NIST Will Lead the Way
The consortium will be housed within the National Institute for Standards and Technology’s (NIST), U.S. AI Safety Institute (USAISI) and will work on developing protocols and guidelines for red teaming, capability evaluations, risk management, safety and security and watermarking synthetic content to ensure people know if they’re looking at or listening to something created by AI.
“AI is moving the world into very new territory,” Laurie Locascio, undersecretary of Commerce for standards and technology and NIST director, said during a press briefing announcing the consortium. “Like every new technology, or every new application of technology, we need to know how to measure its capabilities, its limitations, its impacts.”
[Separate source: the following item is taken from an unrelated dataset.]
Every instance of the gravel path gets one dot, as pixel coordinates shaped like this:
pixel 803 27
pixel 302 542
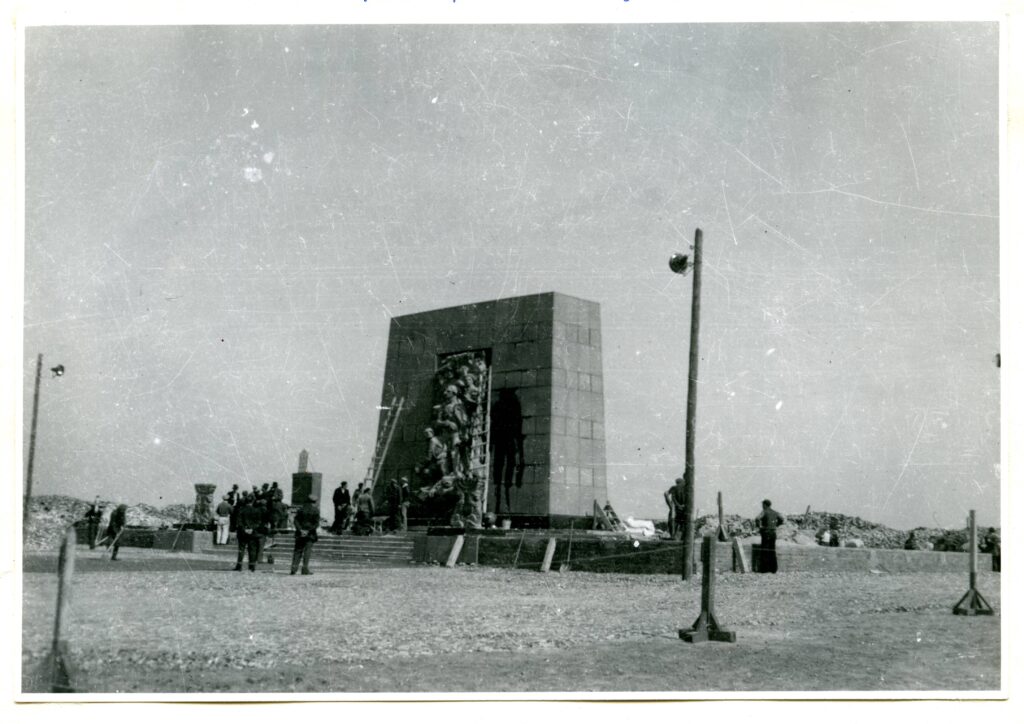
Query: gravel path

The development of generative AI, machine learning and large-language models (LLMs) has accelerated rapidly over the past year, bringing with it the promise of huge benefits in every sector of society, from science and health care to business and education. At the same time, there are ongoing concerns about the use of the technology by global adversaries, malicious cybercriminals and groups sowing disinformation, particularly during the presidential election year.
Enderle said the pattern of security trailing innovation in the IT industry isn’t new, but this time there’s a hitch.
“[Security] is substantially behind, which isn’t unusual when it comes to a new technology,” he said. “The issue is that AI is moving so quickly there is some risk this will never be able to catch up.”
Government-Wide Involvement
The White House is pushing a whole-of-government approach to addressing the safety and security of AI, enlisting agencies ranging from the Cybersecurity and Infrastructure Security Agency (CISA) and NIST to Commerce, Defense, Justice, Homeland Security and other departments.
For example, as part of Biden’s executive order, companies like OpenAI and Google that create and train LLMs will have to notify the federal government about their work and related safety test results, while Jessica Rosenworcel, chair of the Federal Communications Commission, last week talked about a plan to make illegal unsolicited robocalls that use generative AI-based voice cloning technology aimed at consumers.
While the government is putting pieces in place where it can, it also is pulling in the entities from outside the government to participate.
“To keep pace with AI, we have to move fast and make sure everyone – from the government to the private sector to academia – is rowing in the same direction,” White House Deputy Chief of Staff Bruce Reed said in a statement.
The Private Sector Steps Up
That work has been underway since last year, when Amazon, Google, Meta, Microsoft and startups OpenAI, Anthropic and Inflection agreed to ensure that their products are safe before releasing them. More recently, Meta this week said it will begin identifying and labeling AI-generated content on Facebook, Instagram and Threads.
“As the difference between human and synthetic content gets blurred, people want to know where the boundary lies,” Nick Clegg, president of global affairs at Meta, wrote in a blog post. “People are often coming across AI-generated content for the first time and our users have told us they appreciate transparency around this new technology.”
Meanwhile, OpenAI said it is updating its text-to-image generator, DALL-E3, to include specifications from the Coalition for Content Provenance and Authenticity (C2PA) that will ensure that all images generated by DALL-E3 or ChatGPT will include a watermark to identify them as AI-generated.
Among the other established IT companies in the consortium are IBM, Cisco, Intel, Adobe, Amazon, AMD, Hewlett Packard Enterprise and Salesforce. There also are AI companies like Credo AI, SaferAI, Hypergame AI and EqualAI, and cybersecurity vendors and industry groups including CrowdStrike, the Center for AI Safety and the Cyber Risk Institute.